BREAKING: Shell-BG merger approved

BG Group’s shareholders on Thursday approved the multi-billion merger with Hague-based energy giant Shell, creating the world’s largest LNG company. This is Shell’s biggest ever acquisition and the largest oil and gas deal since Exxon bought Mobil in 1999.

According to a statement by BG, 99.53 percent of shareholders of the UK-based company voted in favour of this historic deal while 0.47 of BG’s shareholders were against.

Shell’s shareholders approved the deal on Wednesday with 83.08 percent votes in favor of the merger while 16.92 percent voted against the combination.

Both Shell and BG needed 50 percent shareholder approval plus one vote to approve the combination. BG also required votes representing 75 percent of the total value of its shares in favour.

The transaction is expected to complete on February 15, subject to the satisfaction or waiver of certain customary conditions, “including the sanction of the scheme of arrangement to implement the combination by the High Court of Justice“, Shell said in a statement on Thursday.
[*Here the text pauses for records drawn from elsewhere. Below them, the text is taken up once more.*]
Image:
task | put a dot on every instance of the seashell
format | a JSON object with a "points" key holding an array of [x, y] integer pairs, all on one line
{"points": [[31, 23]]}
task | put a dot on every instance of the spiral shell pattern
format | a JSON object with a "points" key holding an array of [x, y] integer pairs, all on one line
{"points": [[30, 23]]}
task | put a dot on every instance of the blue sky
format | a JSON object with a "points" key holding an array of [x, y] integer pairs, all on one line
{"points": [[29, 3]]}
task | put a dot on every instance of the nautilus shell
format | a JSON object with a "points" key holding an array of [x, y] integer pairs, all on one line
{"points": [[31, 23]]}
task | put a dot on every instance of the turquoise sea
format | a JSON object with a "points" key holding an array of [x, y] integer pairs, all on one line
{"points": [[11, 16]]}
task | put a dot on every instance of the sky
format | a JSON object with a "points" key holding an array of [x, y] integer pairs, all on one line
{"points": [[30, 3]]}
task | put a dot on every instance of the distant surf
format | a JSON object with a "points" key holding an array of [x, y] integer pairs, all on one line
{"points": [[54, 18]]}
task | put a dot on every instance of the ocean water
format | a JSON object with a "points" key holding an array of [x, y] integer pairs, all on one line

Commenting on the BG shareholder vote, Ben van Beurden, CEO of Shell, said: “I am very pleased that BG shareholders have voted in favour of the combination and look forward to welcoming them onto our register when the transaction closes. BG adds attractive deep water and integrated gas positions and will act as a catalyst for accelerating the re-shaping of our business. We now look forward delivering the benefits of the combination as quickly as possible following completion.”

LNG colossus

Shell’s Integrated Gas business, which has grown into a business that generated over the last three years on average $11 billion of cash flow per year from around $2 billion in 2009, will be established as a standalone organisation after the merger, Shell said.

The combined group’s equity LNG capacity is expected to be 44 mtpa in 2018, compared to Shell’s 26 mtpa in 2014.

The merger will also create the world’s largest LNG shipping operator, managing and operating around 70 vessels that carry chilled gas.

Merger value and oil price

Since the proposed merger was announced last April, the price of crude oil has continued its descent and is more than 40 percent lower than when the deal was announced.

The deal is currently priced at around $50 billion, down $20 billion from the value in April.

Job cuts

Shell’s CEO Ben van Beurden recently said that the Hague-based giant expects a reduction of 10,000 staff after completion of the proposed merger with BG.

Synergies from the BG combination “will include a reduction of some 10,000 staff and direct contractor positions in 2015-16 across both companies, as streamlining and integration of the two companies continue,” van Beurden said.

According to the CEO, capital investment for Shell and BG combined in 2016 is currently expected to be $33 billion, around a 45% reduction from combined spending, which peaked in 2013.

LNG World News poll

LNG World News recently created two polls for our readers to give their opinion on how they think Shell’s and BG shareholders will vote on the proposed merger.

The first poll revealed that 75.2 percent of Shell’s shareholders voted to approve the deal, while 24.8 percent of the shareholders said no to the combination.

According to the results from the second poll, 79 percent of BG’s shareholders said yes to the merger, while 21 percent of the shareholders voted against the deal.